Experiments in Xenopus show conserved protein functions. (A-F) Injections into marginal zones of 4-cell Xenopus embryos except for B. (A) Uninjected control. (B) 10pg/cell amphioxus Cerberus mRNA in D4 blastomere at 32 cell stage induces secondary axis. (C) 100pg/cell amphioxus Blimp1 mRNA expands ventral structures. (D) 500 pg/cell amphioxus Blimp1 mRNA reduces head structures and expands ventral ones. (E) 100pg/cell amphioxus BMP2/4 mRNA ventralizes. (F) 10pg/cell amphioxus Chordin mRNA enlarges the cement gland. (G-J) Assays of amphioxus proteins in Xenopus animal caps. (G) BMP responsive reporter assay. Amphioxus Chordin and Cerberus suppress signaling by Xenopus BMP4, as monitored by transcription from an Xvent2 reporter. (H) Amphioxus Blimp1 induces transcription from a Nodal-responsive (Xmix2) reporter construct. (I) Nodal-responsive assay. Amphioxus Cerberus suppresses amphioxus Nodal. (J) Activin response assay. Amphioxus Cerberus suppresses Xenopus Activin signaling. Experiments done twice with comparable results; error bars ± 1 s.d.

Fig. 8

Diagram of axial patterning genes in early amphioxus development of amphioxus. In the late blastula, Nodal/Vg1 signaling, presumably opposed by Lefty marks the future dorsal side (D) of the embryo, while FoxQ2 marks the anterior ectoderm. At the onset of gastrulation, dorsal Nodal/Vg1 signaling becomes opposed by BMP signaling in the mesendoderm. BMP signaling is modulated by several dorsally and anteriorly expressed genes.
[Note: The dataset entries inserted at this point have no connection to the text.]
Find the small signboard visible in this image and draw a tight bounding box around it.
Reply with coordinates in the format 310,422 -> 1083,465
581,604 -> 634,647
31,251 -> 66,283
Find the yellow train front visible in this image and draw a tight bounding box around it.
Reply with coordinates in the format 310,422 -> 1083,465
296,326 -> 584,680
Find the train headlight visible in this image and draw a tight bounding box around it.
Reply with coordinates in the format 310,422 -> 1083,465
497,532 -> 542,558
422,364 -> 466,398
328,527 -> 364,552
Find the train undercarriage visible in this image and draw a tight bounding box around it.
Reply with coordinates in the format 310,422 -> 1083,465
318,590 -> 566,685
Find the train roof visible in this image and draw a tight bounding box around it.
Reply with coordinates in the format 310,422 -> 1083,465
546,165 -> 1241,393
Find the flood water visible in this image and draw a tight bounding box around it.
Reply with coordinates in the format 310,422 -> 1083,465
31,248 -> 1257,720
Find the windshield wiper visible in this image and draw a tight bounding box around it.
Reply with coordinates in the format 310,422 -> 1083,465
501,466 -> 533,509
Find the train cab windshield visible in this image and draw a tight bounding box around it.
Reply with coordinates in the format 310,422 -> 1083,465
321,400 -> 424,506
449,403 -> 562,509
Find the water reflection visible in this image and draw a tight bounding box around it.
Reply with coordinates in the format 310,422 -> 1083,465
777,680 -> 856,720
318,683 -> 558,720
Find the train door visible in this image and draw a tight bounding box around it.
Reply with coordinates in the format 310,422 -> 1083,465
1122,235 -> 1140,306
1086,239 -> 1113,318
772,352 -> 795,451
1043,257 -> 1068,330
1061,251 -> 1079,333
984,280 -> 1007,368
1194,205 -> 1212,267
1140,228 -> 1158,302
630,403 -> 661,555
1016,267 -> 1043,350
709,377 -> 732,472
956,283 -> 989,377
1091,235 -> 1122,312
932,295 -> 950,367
Wnt8 is expressed throughout the future mesendoderm, most strongly in the rim of the forming blastopore, which will be the posterior pole of the embryo. By the early gastrula, additional modulators of Nodal/Vg1 and BMP signaling, Evx, a marker of ventral ectoderm, and the neuroectoderm marker Sox1/2/3 are first expressed. A= anterior pole, An = animal pole, P= posterior pole, V= ventral.